US9316095B2ActiveUtilityA1
Autonomous inflow control device having a surface coating
Assignee: HALLIBURTON ENERGY SERVICES INCPriority: Jan 25, 2013Filed: Jan 25, 2013Granted: Apr 19, 2016
Est. expiryJan 25, 2033(~6.6 yrs left)· nominal 20-yr term from priority
Inventors:Luke William Holderman
E21B 43/12E21B 34/08E21B 2200/02
75
PatentIndex Score
4
Cited by
59
References
20
Claims
Abstract
An autonomous inflow control system for use downhole comprises a flow ratio control system comprising one or more fluid inlets, and a pathway dependent resistance system comprising a vortex chamber. The one or more fluid inlets provide fluid communication between the flow ratio control system and the pathway dependent resistance system, and at least one of the one or more fluid inlets comprises a super hydrophobic surface.
Claims
exact text as granted — not AI-modifiedWhat is claimed is:
1. An autonomous flow control system for use downhole comprising:
a vortex chamber comprising a super hydrophobic surface;
a first leading passageway that directs fluid into the vortex chamber via a first inlet and a second inlet; and
a second leading passageway that directs fluid into the vortex chamber via a third inlet and a fourth inlet, wherein the first leading passageway and the second leading passageway are separated by the vortex chamber.

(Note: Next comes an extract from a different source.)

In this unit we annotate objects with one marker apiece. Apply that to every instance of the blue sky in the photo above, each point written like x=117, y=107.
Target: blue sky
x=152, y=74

2. The autonomous flow control system of claim 1 , wherein the super hydrophobic surface comprises a hydrophobic surface coating.
3. The autonomous flow control system of claim 1 , wherein the super hydrophobic surface comprises a pattern of hydrophobic material.
4. The autonomous flow control system of claim 3 , wherein the pattern comprises at least one of a nanoscale pattern, a microscale pattern, a hierarchical pattern.
5. The autonomous flow control system of claim 3 , wherein the pattern comprises a continuous surface pattern.
6. The autonomous flow control system of claim 1 , wherein the super hydrophobic surface comprises substantially all of the surface of the vortex chamber.
7. The autonomous flow control system of claim 1 , wherein the vortex chamber further comprises a hydrophilic surface disposed over at least a portion of the vortex chamber.
8. The autonomous flow control system of claim 7 , wherein the vortex chamber comprises a vortex outlet, wherein the hydrophilic surface is disposed about the vortex outlet, and wherein the super hydrophobic surface is disposed about the hydrophilic surface.
9. The autonomous flow control system of claim 1 , wherein the vortex chamber comprises a vortex outlet, and wherein the vortex outlet comprises a hydrophilic surface disposed over at least a portion of the vortex outlet.
10. The autonomous flow control system of claim 1 , wherein at least one of the inlets comprises a second super hydrophobic surface.
11. The autonomous flow control system of claim 10 , wherein the second super hydrophobic surface comprises a hydrophobic material disposed on a patterned surface.
12. The autonomous flow control system of claim 11 , wherein the patterned surface comprises at least one of a nanoscale pattern, a microscale pattern, or a hierarchical pattern.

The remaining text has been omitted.